Band: Diagonal | Album: Arc | Genre: Progressive rock | Year: 2019
From: Brighton, UK | Label: Cobblers Records
For fans of: Gong, Pink Floyd, Gentle Giant, The Soft Machine
Diagonal’s 2008 self-titled debut is one of the strongest progressive rock records of the ‘00s. And the ‘00s were the best decade for progressive rock since the ‘70s, so that’s saying something. It was an enthralling blend of folk, prog, jazz, and Canterbury sounds presented with a fresh and modern energy. Their 2012 follow-up saw the band going almost fully instrumental after a personnel shake-up, much to their detriment.
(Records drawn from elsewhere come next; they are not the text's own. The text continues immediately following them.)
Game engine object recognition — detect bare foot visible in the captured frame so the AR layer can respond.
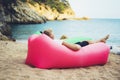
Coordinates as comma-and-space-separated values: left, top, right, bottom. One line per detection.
104, 34, 109, 40
99, 34, 110, 43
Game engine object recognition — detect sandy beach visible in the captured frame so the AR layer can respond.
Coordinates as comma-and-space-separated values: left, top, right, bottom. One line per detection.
0, 41, 120, 80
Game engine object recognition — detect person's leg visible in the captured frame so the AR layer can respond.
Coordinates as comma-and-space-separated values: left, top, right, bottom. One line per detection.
62, 35, 109, 51
87, 34, 110, 44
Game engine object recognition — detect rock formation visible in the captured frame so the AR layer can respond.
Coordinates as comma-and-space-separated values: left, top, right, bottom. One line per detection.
0, 0, 75, 40
1, 0, 75, 23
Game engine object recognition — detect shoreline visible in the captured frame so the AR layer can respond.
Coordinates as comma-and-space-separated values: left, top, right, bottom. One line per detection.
0, 41, 120, 80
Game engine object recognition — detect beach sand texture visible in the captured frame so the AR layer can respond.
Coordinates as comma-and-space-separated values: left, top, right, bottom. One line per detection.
0, 41, 120, 80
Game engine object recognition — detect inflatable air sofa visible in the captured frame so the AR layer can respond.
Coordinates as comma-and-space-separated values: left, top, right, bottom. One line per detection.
25, 34, 110, 69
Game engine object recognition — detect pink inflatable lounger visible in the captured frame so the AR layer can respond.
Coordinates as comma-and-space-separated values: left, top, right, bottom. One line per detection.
25, 34, 110, 69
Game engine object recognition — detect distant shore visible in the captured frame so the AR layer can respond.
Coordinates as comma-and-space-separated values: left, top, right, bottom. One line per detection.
0, 41, 120, 80
63, 16, 90, 20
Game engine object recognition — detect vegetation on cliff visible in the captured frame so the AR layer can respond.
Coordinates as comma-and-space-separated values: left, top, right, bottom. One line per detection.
22, 0, 69, 13
2, 0, 70, 13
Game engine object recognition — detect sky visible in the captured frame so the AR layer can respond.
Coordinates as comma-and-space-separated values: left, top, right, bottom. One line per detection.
68, 0, 120, 18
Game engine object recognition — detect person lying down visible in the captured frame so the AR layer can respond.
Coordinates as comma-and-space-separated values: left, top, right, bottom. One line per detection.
41, 29, 109, 51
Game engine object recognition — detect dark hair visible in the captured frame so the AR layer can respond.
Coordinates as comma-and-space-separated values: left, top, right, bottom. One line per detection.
43, 30, 51, 36
42, 29, 52, 36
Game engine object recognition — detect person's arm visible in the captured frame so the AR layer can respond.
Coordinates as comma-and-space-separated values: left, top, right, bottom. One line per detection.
62, 41, 81, 51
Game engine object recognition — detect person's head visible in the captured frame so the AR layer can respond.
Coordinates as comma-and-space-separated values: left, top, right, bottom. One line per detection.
43, 29, 54, 39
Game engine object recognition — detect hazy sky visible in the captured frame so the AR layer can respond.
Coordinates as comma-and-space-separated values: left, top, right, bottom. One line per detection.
68, 0, 120, 18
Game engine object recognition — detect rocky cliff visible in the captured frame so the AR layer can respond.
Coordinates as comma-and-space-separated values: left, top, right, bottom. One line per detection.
0, 2, 12, 40
0, 0, 75, 40
1, 0, 75, 23
28, 2, 75, 20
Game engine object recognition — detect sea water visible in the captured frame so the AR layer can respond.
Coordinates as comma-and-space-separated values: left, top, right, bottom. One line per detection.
11, 19, 120, 47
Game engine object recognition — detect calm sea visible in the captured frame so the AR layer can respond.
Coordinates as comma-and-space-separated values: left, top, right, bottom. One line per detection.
11, 19, 120, 46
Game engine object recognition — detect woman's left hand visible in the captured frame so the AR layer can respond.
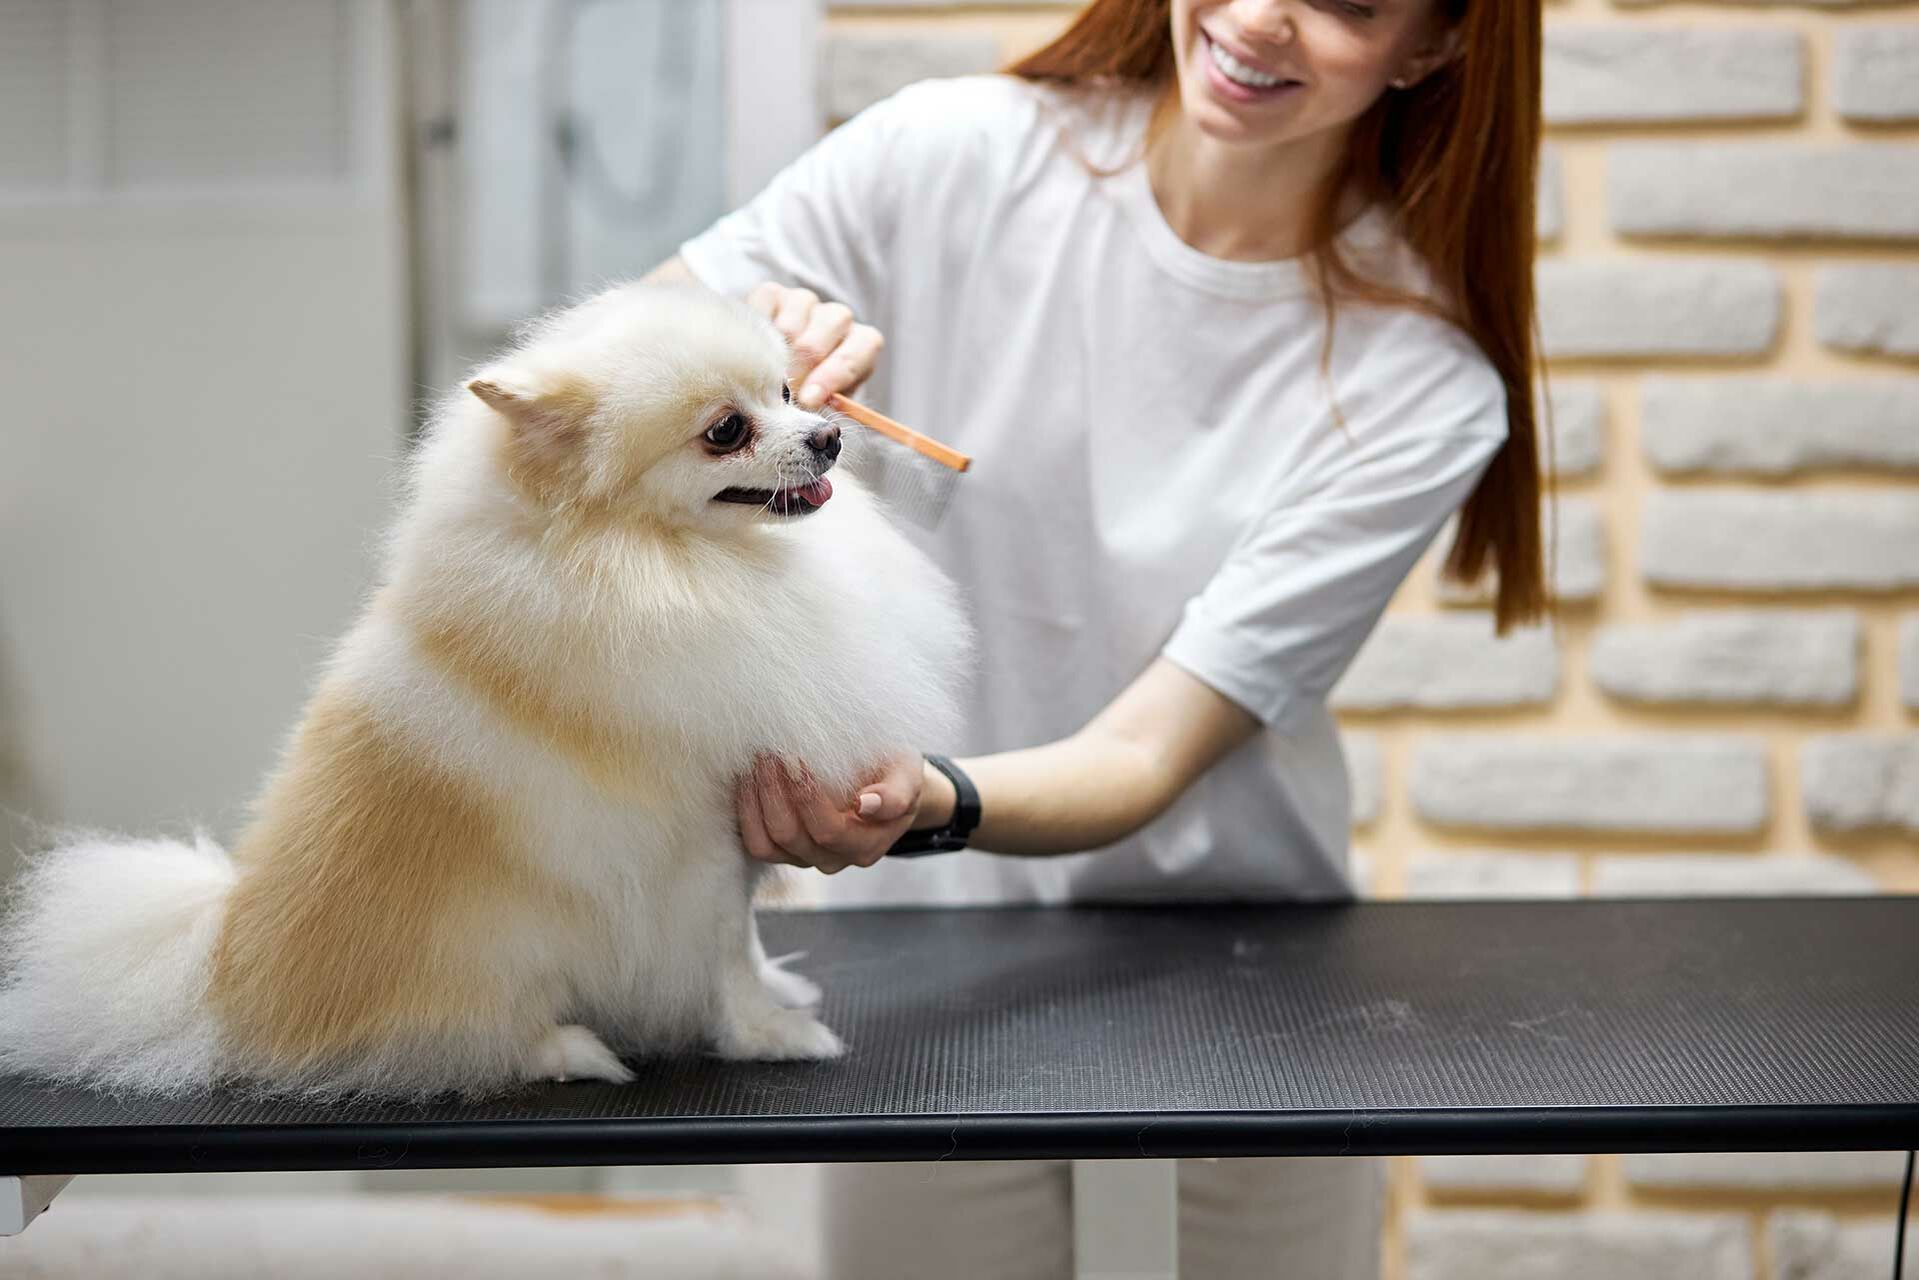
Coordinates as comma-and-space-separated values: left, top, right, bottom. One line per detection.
736, 752, 923, 873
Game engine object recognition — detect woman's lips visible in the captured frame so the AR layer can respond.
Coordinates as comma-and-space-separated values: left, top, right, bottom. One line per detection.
1198, 30, 1302, 104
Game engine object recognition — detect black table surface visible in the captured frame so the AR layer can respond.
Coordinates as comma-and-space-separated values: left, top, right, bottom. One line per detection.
3, 899, 1916, 1175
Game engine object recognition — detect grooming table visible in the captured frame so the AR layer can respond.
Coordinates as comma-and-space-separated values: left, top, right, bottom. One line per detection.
4, 899, 1917, 1277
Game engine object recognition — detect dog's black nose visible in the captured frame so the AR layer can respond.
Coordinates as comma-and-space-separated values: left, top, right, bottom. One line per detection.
807, 425, 841, 464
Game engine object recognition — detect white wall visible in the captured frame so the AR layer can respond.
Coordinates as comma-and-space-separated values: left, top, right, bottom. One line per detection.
0, 0, 405, 880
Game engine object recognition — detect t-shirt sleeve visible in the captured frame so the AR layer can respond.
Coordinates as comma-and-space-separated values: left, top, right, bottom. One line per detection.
677, 81, 945, 321
1161, 362, 1509, 733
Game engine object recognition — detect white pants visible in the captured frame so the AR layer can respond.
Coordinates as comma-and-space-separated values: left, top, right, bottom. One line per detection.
743, 1156, 1385, 1279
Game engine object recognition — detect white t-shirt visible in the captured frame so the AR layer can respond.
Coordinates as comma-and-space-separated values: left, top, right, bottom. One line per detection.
680, 75, 1508, 905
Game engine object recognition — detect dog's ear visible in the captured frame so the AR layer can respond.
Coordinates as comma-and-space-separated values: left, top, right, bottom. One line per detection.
469, 372, 592, 448
468, 372, 594, 498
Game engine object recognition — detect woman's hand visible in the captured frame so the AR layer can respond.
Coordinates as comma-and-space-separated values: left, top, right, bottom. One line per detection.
744, 282, 885, 411
736, 752, 923, 873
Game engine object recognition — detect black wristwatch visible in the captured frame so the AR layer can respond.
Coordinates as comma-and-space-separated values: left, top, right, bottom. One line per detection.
886, 753, 980, 858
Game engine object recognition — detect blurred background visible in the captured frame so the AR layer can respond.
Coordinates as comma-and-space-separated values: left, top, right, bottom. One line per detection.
0, 0, 1914, 1276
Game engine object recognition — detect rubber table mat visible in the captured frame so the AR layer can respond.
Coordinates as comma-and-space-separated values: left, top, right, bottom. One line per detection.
3, 899, 1915, 1174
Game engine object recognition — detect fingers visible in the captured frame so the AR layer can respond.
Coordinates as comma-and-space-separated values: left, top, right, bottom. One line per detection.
738, 754, 916, 873
799, 323, 884, 410
755, 756, 839, 872
855, 752, 922, 825
742, 283, 886, 411
737, 764, 796, 868
790, 304, 854, 402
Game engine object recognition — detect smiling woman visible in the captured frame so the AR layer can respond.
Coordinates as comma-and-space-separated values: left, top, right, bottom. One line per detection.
657, 0, 1543, 1271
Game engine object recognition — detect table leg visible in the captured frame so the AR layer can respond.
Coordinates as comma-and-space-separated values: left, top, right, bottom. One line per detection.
1071, 1159, 1177, 1280
2, 1175, 75, 1236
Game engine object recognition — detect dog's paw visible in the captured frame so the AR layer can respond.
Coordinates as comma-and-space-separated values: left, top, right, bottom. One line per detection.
759, 955, 823, 1009
715, 1008, 844, 1061
535, 1024, 635, 1084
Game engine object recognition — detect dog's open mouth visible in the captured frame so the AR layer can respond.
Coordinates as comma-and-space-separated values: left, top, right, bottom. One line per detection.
712, 476, 834, 516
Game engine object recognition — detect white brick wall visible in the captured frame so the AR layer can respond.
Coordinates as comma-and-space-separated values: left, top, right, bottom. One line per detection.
1640, 377, 1919, 474
1537, 145, 1564, 244
1589, 610, 1859, 706
1407, 1211, 1752, 1280
1641, 491, 1919, 591
1537, 260, 1779, 358
1610, 144, 1919, 240
1613, 0, 1877, 8
1542, 28, 1802, 123
1332, 615, 1559, 711
1833, 28, 1919, 122
1438, 495, 1606, 605
1343, 732, 1383, 828
1544, 379, 1604, 478
1410, 736, 1769, 833
1420, 1155, 1590, 1196
1902, 615, 1919, 711
1625, 1151, 1906, 1191
1770, 1211, 1906, 1280
1590, 853, 1878, 897
1815, 266, 1919, 358
1800, 735, 1919, 834
1405, 850, 1581, 899
819, 34, 1000, 121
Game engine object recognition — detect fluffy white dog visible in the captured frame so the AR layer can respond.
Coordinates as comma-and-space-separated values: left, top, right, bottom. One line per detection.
0, 282, 971, 1100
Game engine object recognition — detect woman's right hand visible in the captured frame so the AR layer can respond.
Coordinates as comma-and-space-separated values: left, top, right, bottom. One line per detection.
745, 282, 885, 411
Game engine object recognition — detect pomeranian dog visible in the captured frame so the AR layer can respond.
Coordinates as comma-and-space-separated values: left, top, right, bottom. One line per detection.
0, 282, 970, 1100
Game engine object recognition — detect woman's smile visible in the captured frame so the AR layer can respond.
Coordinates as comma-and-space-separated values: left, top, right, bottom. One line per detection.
1197, 26, 1305, 104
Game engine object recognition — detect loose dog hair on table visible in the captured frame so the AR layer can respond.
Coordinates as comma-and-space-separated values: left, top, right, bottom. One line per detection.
0, 282, 972, 1102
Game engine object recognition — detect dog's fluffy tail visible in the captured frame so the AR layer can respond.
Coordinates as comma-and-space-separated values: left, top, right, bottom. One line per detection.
0, 831, 235, 1095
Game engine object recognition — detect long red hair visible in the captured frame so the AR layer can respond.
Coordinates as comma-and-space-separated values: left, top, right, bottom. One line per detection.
1009, 0, 1547, 629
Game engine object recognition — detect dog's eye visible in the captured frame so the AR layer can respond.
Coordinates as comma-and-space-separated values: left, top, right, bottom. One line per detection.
705, 413, 749, 450
781, 383, 792, 405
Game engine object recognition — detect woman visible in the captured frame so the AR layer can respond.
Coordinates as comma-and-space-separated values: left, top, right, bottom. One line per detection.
652, 0, 1543, 1272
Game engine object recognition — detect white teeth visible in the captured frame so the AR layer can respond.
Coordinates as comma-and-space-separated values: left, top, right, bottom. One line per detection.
1206, 35, 1285, 89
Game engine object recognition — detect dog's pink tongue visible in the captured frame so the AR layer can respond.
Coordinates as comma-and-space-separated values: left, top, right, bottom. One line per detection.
799, 477, 833, 507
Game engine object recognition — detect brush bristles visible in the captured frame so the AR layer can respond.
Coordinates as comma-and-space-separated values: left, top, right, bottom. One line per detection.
859, 438, 965, 531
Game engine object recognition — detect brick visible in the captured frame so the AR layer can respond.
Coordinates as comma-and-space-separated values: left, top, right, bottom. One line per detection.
1771, 1211, 1904, 1280
1544, 379, 1604, 477
1420, 1155, 1589, 1196
1344, 732, 1383, 828
1438, 495, 1606, 605
1538, 146, 1564, 244
1405, 851, 1580, 899
1642, 377, 1919, 475
1332, 615, 1558, 711
1613, 0, 1875, 11
1815, 265, 1919, 357
1611, 144, 1919, 240
820, 35, 1000, 121
1627, 1152, 1906, 1191
1538, 259, 1779, 358
1591, 853, 1878, 897
1801, 734, 1919, 834
1589, 609, 1859, 706
1641, 491, 1919, 591
1348, 847, 1379, 895
1407, 1210, 1751, 1280
1902, 615, 1919, 710
1834, 28, 1919, 122
1411, 736, 1768, 833
1543, 28, 1801, 123
832, 0, 1058, 5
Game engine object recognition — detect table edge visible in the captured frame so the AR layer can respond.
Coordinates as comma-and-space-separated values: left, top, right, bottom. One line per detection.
4, 1104, 1915, 1175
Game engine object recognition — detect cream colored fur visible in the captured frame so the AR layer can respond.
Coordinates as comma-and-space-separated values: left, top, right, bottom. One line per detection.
0, 282, 971, 1100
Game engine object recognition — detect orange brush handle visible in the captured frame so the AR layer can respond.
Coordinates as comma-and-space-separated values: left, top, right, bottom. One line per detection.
827, 393, 972, 473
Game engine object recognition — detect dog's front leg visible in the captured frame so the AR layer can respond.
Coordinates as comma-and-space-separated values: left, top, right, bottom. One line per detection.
711, 897, 843, 1060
Alex Crispin’s vocals were one of my favorite elements of their debut, being far more soulful than most other vocalists in the genre.
I wasn’t even aware Diagonal were still together—it had been seven years since their last album. So, it was a pleasant surprise when I learned about their forthcoming third album, Arc. I was even happier when I listened to the first pre-release song and found they’d decided to reintroduce vocals to their music. The jazz influences on Arc loom large, in both the rhythms and the textures. The drumming is deft and often light, while organ and electric piano tend to be the lead instruments.
“9-Green” opens the album with a funky conga rhythm and shimmering organ. The bassline is jerky and impactful, yet it somehow facilitates a smooth, flowing atmosphere. The song’s second half consists largely of a guitar solo over an increasingly intense backdrop.
“The Spectrum Explodes” is a more forceful piece of music than I would have expected from these guys. It’s not often that guitar is the primary instrument in a Diagonal song, and paired with the propulsive drumming, it makes for an immediately engaging listen. Organ and sax manage to imbue no small amount of jazz flavor into this hard rocker. The second half of this song sees the band shift into a weird, technical riff reminiscent of math rock topped by an airy synth solo.
The title track is probably my favorite on the album. Fuzzy guitar and electric piano share the lead on the smooth verses, while the chorus features an odd riff that adds a sinister subtext. The gentle “Celestia” is a suiting album-closer, ending everything on a light, hopeful-sounding note.
This album isn’t without its flaws, though. The eight-minute “Citadel” drags on and on and on with little development. The lethargic tempo is not helped by the extended bouts of drowsy soloing, and the two-note organ line underpinning the whole song grows tiresome. “The Vital” suffers from almost identical ills. Despite being seven-and-a-half minutes, there’s almost no development. It languishes in jazzy, atmospheric torpor for its full runtime—breathy sax bleats float over droning organ and noodling bass improvisations. Diagonal have proven themselves very good at including jazz elements in their music, but these songs demonstrate such elements are best paired with dynamism.
I’m glad Diagonal are back, and I hope they have an uptick in productivity—I don’t want to have them be on Tool’s or Änglagård’s recording schedule. However, I hope they also temper some of their more long-winded, drone-flavored tendencies. Their jazzy, Canterbury-style prog is an uncommon subgenre I’d love to hear more of from modern acts.